Dante wondered how much more blame he would find in this strange land, where so far he had done little else beside try to help people. “I know. I’m sorry. Really, I am.”
“We’d all be dead if he had,” Bogdana said coldly. “And we nearly died again, just now, because you had to try to do more than you can.”
The petulance flared up into real vindictiveness now. “I wasn’t talking to you, woman.”
Dante pulled on the reins. “Don’t use that tone with her. If you want to make up for destroying her village, fine, but stop insulting her.” Even with women who rode astride a stranger’s horse, and beat men to death like they were pounding the wash on a stone next to the river, there were still rules of what things a man was not to tolerate being done or said to them.
“Oh, enough!” Bogdana said. She slid off Dante’s horse, landing awkwardly then falling. She got up and brushed herself off as she took a couple steps away from them, into the woods. “Stop it, both of you, or I’ll take my chances by myself. I really don’t need to hear which of you is more of a man, or who defends helpless women better! Stop with all your morality and honor and shame and guilt. We’re way past those, all right? Can we just agree to work together to stay alive?”
Dante was much more taken aback that a woman would refuse an offer of protecting her honor than he was that a man might insult her. But, as usual, this half-wild woman made more sense in the given situation than the rules he had been raised to follow. He glanced back to Radovan, who gazed at Bogdana, looking just as shocked as Dante had been. The soldier looked warily at him.
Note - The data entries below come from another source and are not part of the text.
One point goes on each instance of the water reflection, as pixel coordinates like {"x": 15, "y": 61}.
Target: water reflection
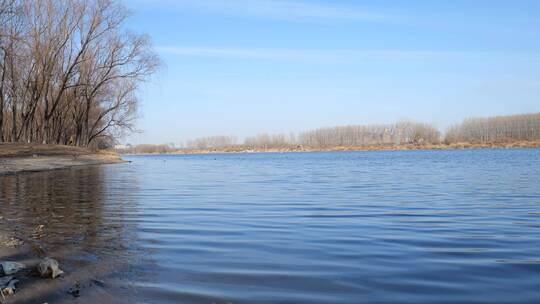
{"x": 76, "y": 216}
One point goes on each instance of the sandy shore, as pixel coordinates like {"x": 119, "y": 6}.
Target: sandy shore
{"x": 21, "y": 158}
{"x": 17, "y": 158}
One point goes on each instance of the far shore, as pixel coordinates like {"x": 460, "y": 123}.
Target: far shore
{"x": 296, "y": 149}
{"x": 18, "y": 158}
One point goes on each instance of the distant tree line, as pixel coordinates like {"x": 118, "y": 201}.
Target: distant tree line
{"x": 69, "y": 71}
{"x": 398, "y": 133}
{"x": 211, "y": 142}
{"x": 499, "y": 129}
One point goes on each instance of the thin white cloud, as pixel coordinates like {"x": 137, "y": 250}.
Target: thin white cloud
{"x": 293, "y": 10}
{"x": 335, "y": 55}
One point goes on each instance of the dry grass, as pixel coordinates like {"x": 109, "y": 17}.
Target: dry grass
{"x": 387, "y": 147}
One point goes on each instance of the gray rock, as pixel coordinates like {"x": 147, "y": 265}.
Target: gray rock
{"x": 10, "y": 288}
{"x": 9, "y": 268}
{"x": 49, "y": 268}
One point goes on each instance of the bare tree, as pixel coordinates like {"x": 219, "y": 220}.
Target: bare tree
{"x": 69, "y": 71}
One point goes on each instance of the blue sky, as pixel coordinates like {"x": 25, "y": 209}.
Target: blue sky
{"x": 243, "y": 67}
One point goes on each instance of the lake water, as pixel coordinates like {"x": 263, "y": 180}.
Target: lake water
{"x": 353, "y": 227}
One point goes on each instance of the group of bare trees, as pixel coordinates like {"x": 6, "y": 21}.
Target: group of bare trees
{"x": 500, "y": 129}
{"x": 359, "y": 135}
{"x": 211, "y": 142}
{"x": 69, "y": 71}
{"x": 346, "y": 136}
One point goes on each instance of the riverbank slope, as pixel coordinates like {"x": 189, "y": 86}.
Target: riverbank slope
{"x": 16, "y": 158}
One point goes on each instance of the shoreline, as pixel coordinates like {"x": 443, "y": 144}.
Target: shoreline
{"x": 404, "y": 147}
{"x": 27, "y": 158}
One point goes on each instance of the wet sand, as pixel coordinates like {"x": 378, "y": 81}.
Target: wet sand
{"x": 23, "y": 158}
{"x": 17, "y": 158}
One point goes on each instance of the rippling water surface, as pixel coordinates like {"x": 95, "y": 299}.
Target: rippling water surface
{"x": 358, "y": 227}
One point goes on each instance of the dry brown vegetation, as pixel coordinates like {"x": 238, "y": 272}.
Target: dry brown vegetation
{"x": 500, "y": 129}
{"x": 69, "y": 71}
{"x": 499, "y": 132}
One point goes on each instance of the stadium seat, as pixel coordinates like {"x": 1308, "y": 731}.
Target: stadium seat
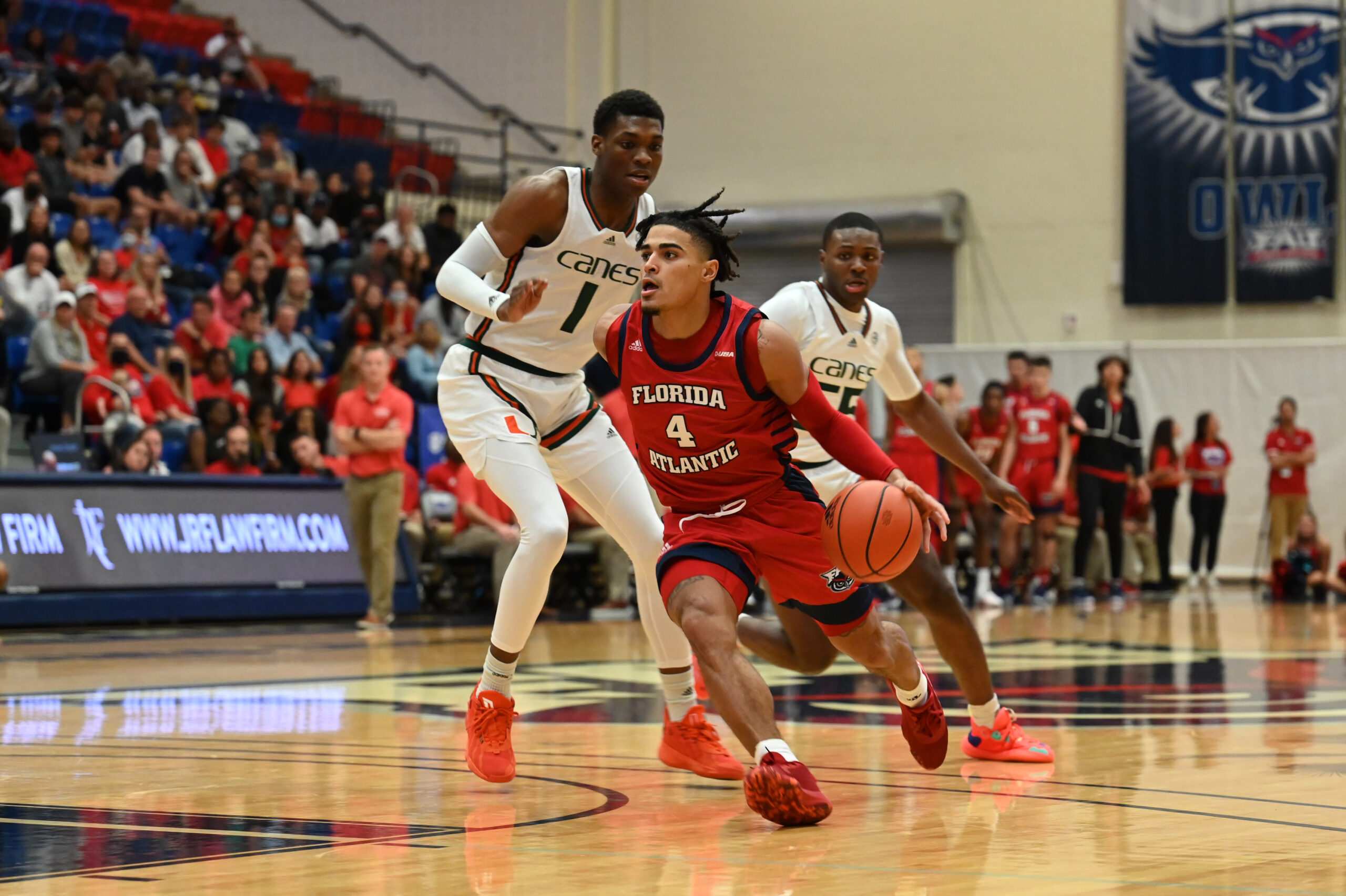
{"x": 61, "y": 225}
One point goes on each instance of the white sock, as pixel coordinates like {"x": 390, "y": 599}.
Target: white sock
{"x": 773, "y": 746}
{"x": 917, "y": 696}
{"x": 986, "y": 714}
{"x": 679, "y": 693}
{"x": 497, "y": 675}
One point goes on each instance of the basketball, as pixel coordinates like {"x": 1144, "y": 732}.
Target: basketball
{"x": 871, "y": 531}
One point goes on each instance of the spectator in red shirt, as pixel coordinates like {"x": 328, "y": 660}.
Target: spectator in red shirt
{"x": 301, "y": 382}
{"x": 1166, "y": 475}
{"x": 15, "y": 163}
{"x": 372, "y": 424}
{"x": 202, "y": 331}
{"x": 216, "y": 381}
{"x": 112, "y": 287}
{"x": 1037, "y": 461}
{"x": 176, "y": 406}
{"x": 1208, "y": 463}
{"x": 237, "y": 461}
{"x": 1290, "y": 451}
{"x": 87, "y": 315}
{"x": 99, "y": 401}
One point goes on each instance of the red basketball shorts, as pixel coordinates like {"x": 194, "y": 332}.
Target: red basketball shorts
{"x": 777, "y": 538}
{"x": 1033, "y": 478}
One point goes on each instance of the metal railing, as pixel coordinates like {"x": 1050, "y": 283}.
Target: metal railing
{"x": 505, "y": 116}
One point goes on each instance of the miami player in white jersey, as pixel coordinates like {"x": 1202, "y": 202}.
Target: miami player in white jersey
{"x": 555, "y": 254}
{"x": 847, "y": 341}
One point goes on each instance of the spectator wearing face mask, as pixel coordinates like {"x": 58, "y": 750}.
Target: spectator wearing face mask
{"x": 201, "y": 331}
{"x": 100, "y": 403}
{"x": 237, "y": 461}
{"x": 23, "y": 198}
{"x": 172, "y": 398}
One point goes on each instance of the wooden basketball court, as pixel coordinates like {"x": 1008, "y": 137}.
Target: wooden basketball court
{"x": 1201, "y": 748}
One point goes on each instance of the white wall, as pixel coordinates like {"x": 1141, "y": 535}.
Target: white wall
{"x": 1018, "y": 105}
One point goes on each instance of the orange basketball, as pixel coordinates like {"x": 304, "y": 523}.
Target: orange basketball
{"x": 871, "y": 531}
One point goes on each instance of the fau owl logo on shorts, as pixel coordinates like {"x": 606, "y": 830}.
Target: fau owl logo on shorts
{"x": 838, "y": 581}
{"x": 1284, "y": 100}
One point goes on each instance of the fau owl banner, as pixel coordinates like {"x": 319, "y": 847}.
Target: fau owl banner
{"x": 1286, "y": 101}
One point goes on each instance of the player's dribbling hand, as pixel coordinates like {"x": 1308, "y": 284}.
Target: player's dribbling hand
{"x": 1007, "y": 498}
{"x": 932, "y": 512}
{"x": 522, "y": 300}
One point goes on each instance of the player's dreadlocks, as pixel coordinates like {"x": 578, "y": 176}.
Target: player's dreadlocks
{"x": 705, "y": 230}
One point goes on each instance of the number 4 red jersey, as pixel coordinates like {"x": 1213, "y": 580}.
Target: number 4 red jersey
{"x": 706, "y": 436}
{"x": 1039, "y": 425}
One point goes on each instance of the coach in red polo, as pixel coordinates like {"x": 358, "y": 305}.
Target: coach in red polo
{"x": 1290, "y": 451}
{"x": 372, "y": 424}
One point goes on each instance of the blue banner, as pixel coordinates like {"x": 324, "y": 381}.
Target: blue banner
{"x": 1286, "y": 101}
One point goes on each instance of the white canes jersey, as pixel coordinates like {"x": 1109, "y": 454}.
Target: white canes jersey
{"x": 590, "y": 267}
{"x": 844, "y": 350}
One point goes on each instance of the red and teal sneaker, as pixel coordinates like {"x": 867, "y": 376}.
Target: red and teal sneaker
{"x": 1006, "y": 742}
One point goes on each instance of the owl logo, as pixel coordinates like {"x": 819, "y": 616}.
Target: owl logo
{"x": 1286, "y": 88}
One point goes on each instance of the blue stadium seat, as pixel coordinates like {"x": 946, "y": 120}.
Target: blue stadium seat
{"x": 104, "y": 233}
{"x": 61, "y": 225}
{"x": 176, "y": 452}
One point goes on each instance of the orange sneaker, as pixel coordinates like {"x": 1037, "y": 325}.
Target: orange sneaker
{"x": 695, "y": 746}
{"x": 785, "y": 793}
{"x": 925, "y": 728}
{"x": 491, "y": 715}
{"x": 1006, "y": 742}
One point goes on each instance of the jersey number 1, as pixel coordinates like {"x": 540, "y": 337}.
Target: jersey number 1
{"x": 582, "y": 304}
{"x": 679, "y": 432}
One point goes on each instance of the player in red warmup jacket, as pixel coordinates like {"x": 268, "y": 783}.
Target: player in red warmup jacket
{"x": 1037, "y": 462}
{"x": 712, "y": 388}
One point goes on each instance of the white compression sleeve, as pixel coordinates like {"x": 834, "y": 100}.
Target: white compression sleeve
{"x": 617, "y": 497}
{"x": 518, "y": 475}
{"x": 461, "y": 278}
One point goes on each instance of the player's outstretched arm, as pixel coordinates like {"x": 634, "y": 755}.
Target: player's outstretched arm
{"x": 791, "y": 380}
{"x": 605, "y": 326}
{"x": 532, "y": 208}
{"x": 928, "y": 420}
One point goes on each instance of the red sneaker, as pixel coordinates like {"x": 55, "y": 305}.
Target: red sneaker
{"x": 695, "y": 746}
{"x": 702, "y": 693}
{"x": 785, "y": 793}
{"x": 491, "y": 716}
{"x": 925, "y": 728}
{"x": 1006, "y": 742}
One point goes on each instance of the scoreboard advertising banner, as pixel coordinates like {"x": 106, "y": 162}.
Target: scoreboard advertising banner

“I want her to stay alive,” Dante said. “If there are other people who aren’t trying to kill us, I will try to help them too, but my first obligation is to her. I promised her.”
Radovan nodded. “I will help you two survive. You have my word.” He looked at Bogdana. “I am sorry, Miss. I have hurt you enough by what I did before. I will help you now in any way I can.”
“Thank you,” she said as she let Dante help her back up on to the horse. “You two seem like good men. Don’t let all your rules get in the way of doing what’s right.”
They moved westward along the road. “I suppose we should keep heading west and try to stay ahead of the army,” Radovan said. “Get to the mountains and try to get over them. Do you have any plan other than that?”
“No,” Dante answered. “It was all we had come up with as well.”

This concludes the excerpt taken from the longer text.